I appreciated Jose Luis and I having a common bound over Harley Davidson. Before we parted ways, I asked him if he truly thought Harley Davidson built the best motorcycles. Jose Luis laughed, slapped me on the back and with the same hand gripped my shoulder, “Hell no!” he said, “BMW builds way better bikes than Harley, but who the hell wants a BMW tattoo on their arm? I don’t even want to wear a BMW T-shirt. Harley is all about the culture and style of motorcycle riding and I like that.”


The same night that I met Jose Luis I had a run-in with the police. It was about 9pm at night and I was walking with Canadian Dan when a squad pulled up next to us with its lights on. Two police officers wearing masks approached us and told us that they needed to search us for drugs and weapons. I immediately I have been stopped, approached and shaken down by police in many countries including the US and I learned a long time ago, that in most instances, arguing and getting publicly indignant will get you nowhere. So, I handed one of the officers my backpack, calmly walked over and placed my hands against the squad car and spread my legs in the “frisk me” position. I had nothing illegal on me and I knew putting up a “I’m an American and I have rights” fight was going to get me nowhere. Of course, they found nothing, returned my backpack and thanked me for my cooperation.

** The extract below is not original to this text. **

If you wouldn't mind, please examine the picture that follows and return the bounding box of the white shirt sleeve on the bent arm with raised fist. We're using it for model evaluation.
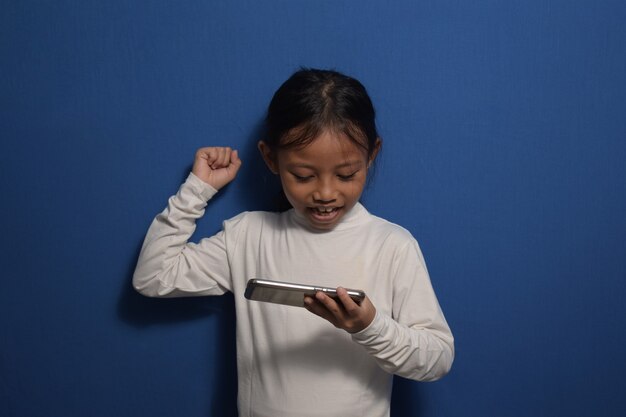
[133,173,231,297]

Canadian Dan, on the other hand, didn’t accept this profiling/unconstitutional search without a fight. In his best Spanish he told the police that what was happening was ridiculous and that they had no right. He continued his indignant rant as one of the officers put him up against the car and searched his pockets. Dan was of course right, what they were doing was completely unconstitutional, but we weren’t playing by the US or Canadian constitution: we were in Mexico. Dan’s display of defiance was so grandiose that as he continued to get searched by the one officer’s, his partner pulled me aside and discretely asked, “How much is it worth to you to keep your friend out of jail?”. My reaction, without thinking, was to laugh and say, “What? Are you serious?”. This is when I realized he was looking for a bribe. My laughter made him look embarrassed. Of course, they found nothing on Canadian Dan and, out of boredom, finally let us both go.


Go easy on the police:
Systemic corruption is endemic and police forces are often poorly trained and underpaid. The average wage of a police officer is $350 per month which means that many police officers supplement their salaries with bribes. The Mexican government struggles to provide police with sufficient pay so that they resist threats and don’t cohort with the drug cartels. Sometimes working with cartels is more lucrative and safer than resisting their threats and fighting against them. Police officers’ salaries also vary drastically based on experience, skills, gender or location. Some police in Mexico earn as little as $10 US dollars per day. I am NOT condoning their behavior, but for some reason -even though I have been targeted many times by Mexican police and squeezed for bribes-I can’t help but feel compassion for them and their families. If you were under-paid and under-appreciated and were constantly having to deal with entitled white-skinned drunken tourists who spend more money on a cocktail by the pool then you earn in a day, perhaps you’d become more opportunistic as well. I just might do the same thing if I were in their situation.